Furthermore, in the above embodiment, EGR is cut in a high load region, but this is done to prevent knocking, since an increase in intake air temperature caused by exhaust gas tends to cause knocking. In an engine that performs supercharging, the exhaust control valve 16 may be opened. On the other hand, the second exhaust port 10 upstream of the exhaust control valve 16 of each cylinder 2 in a multi-cylinder engine may be communicated through a communication path to improve the distribution of exhaust gas between cylinders.

(Effects of the Invention) According to the present invention as described above, the valve overlap period with the intake valve is set to be large for one of the plurality of exhaust valves for the cylinder, and the valve overlap period with the intake valve is set to be large. While introducing υ gas from the exhaust port, an exhaust control valve for adjusting the amount of exhaust gas introduced into the combustion chamber is provided at the exhaust port corresponding to the exhaust valve with a large valve overlap period. By configuring the diameter of the exhaust port provided with the control valve to be smaller than other exhaust ports, when the exhaust control valve is closed, such as when idling, the exhaust port for this exhaust control valve has a small diameter. , its volume is small, and by reducing the amount of exhaust gas flowing in and out, it lowers the internal EGR rate and improves combustion stability, ensuring good drivability. It is possible to adjust the EGR rate with a simple structure and with high accuracy depending on the situation.

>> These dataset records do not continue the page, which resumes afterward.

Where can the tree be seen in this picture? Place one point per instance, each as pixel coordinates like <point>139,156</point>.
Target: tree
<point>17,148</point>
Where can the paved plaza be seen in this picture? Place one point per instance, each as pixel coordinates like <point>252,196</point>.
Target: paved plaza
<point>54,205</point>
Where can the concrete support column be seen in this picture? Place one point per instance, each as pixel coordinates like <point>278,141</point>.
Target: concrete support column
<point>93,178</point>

[Brief explanation of the drawing]

Fig. 1 is a conceptual diagram of an engine combustion control device according to an embodiment of the present invention, Fig. 2 is a characteristic diagram showing an example of valve timing settings, and Fig. 3 is an example of opening/closing control of exhaust and intake control valves depending on the load. FIG. 4 is a characteristic diagram showing an example of opening/closing control of exhaust and intake control valves with respect to engine speed. 1...Engine, 2...Cylinder, 5.6
...Exhaust valve, 9.10...Exhaust port, 13...Exhaust passage, 16...Exhaust control valve, 19...Control unit. Figure 1 Figure 2 Figure 3 Figure 4

Claims (1)

[Claims] (1) Each cylinder has multiple exhaust valves, and at least one of them has a large valve overlap period with the intake valve to introduce exhaust gas from the exhaust port into the combustion chamber into the intake stroke. An exhaust control valve that adjusts the amount of exhaust gas introduced into the combustion chamber is provided at the exhaust port corresponding to the exhaust valve with a large overlap period set, and the diameter of the exhaust port equipped with the exhaust control valve is set to the other exhaust port. An engine combustion control device characterized by being set smaller than.